By your own example, you are basing this on your development computer.
Unfortunately, this isn’t the case with publishing. If you were to test the same on a PC that didn’t have anything but the Exe and whatever required library the results would differ.
Also, again, you can rename the exe and get around it yourself.
The proper solution is to build a separate background service that has all the proper layers of access (which can also query program header info, like the title of the window or similar. Which is a lot more relevant than the name of the exe).
I don’t know what broken software you’ve been running, but calling EnumProcesses() is not blocked by anything.
HOWEVER the cheat engines generally inject themselves into the DLL chain, and patch the call to hide themselves from the process doing the calling. Which is why you really need a driver to have a chance.
It’s not blocked, but it is completely pointless.
And still chances your exe being placed in quarantine.
Plus, you have to ship psapi.dll along with the game, or rely on the delivery being in place. (You would even with the service probably, if you use that dll for calls).
Not sure how a driver would help detect it in this case, or how it would differ from running a background service like all the major anti cheat softwares do.

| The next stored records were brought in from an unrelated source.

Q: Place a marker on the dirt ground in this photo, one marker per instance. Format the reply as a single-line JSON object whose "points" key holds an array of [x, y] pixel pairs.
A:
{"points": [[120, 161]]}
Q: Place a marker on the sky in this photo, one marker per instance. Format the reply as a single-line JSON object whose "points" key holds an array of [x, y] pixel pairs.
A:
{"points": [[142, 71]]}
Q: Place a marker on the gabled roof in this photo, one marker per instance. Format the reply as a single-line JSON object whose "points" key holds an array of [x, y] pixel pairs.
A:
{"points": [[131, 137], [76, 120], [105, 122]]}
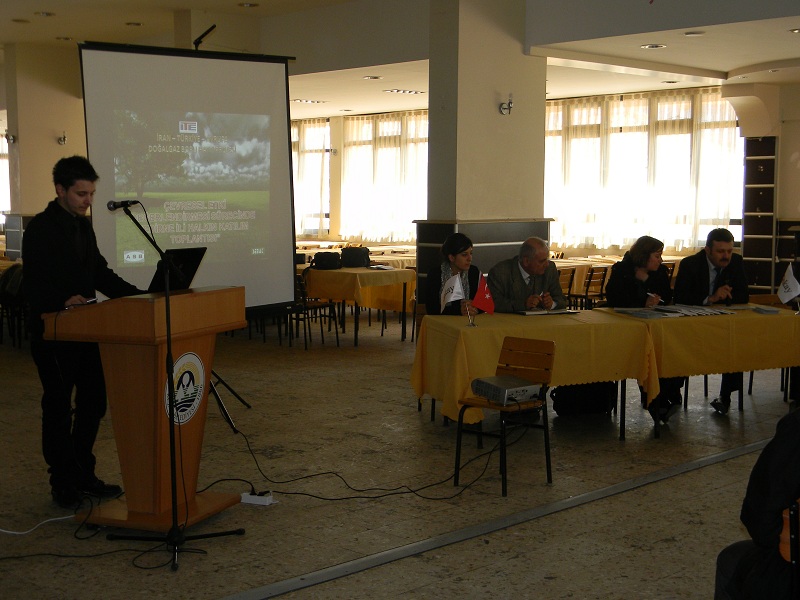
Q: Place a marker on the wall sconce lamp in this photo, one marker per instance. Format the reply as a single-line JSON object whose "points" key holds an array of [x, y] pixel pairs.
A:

The reason for the quarantine is that the exe is accessing things it should not according to most antivirus software, not according to what we think. You can report as a false positive and say it’s up to the user to use a less than tight security.
I’m 90% positive that means you won’t be able to publish via steam or epic…
From Windows 7 onwards, it’s part of Windows. And Windows 7 hasn’t just been around forever, it’s so old it’s now end-of-life.
Because you have access to the kernel-internals API, and it’s not possible to DLL inject into the driver in the same way that you can attach to anything running in user mode. If you’re really baller, you’ll might want to try using the “protected media path” system protections for your anti-cheat software, even, although my experience with that is that it’s about 75% snake oil.
Idk. There’s more than one reported issue of windows 10 missing the dll. Moot point? Valid concern?
Can you even just include the dll without legal issues?
Aside from that, I’d defer to your idea for the kernel. It’s probably a better solution anyway since it’s what battleye and others do.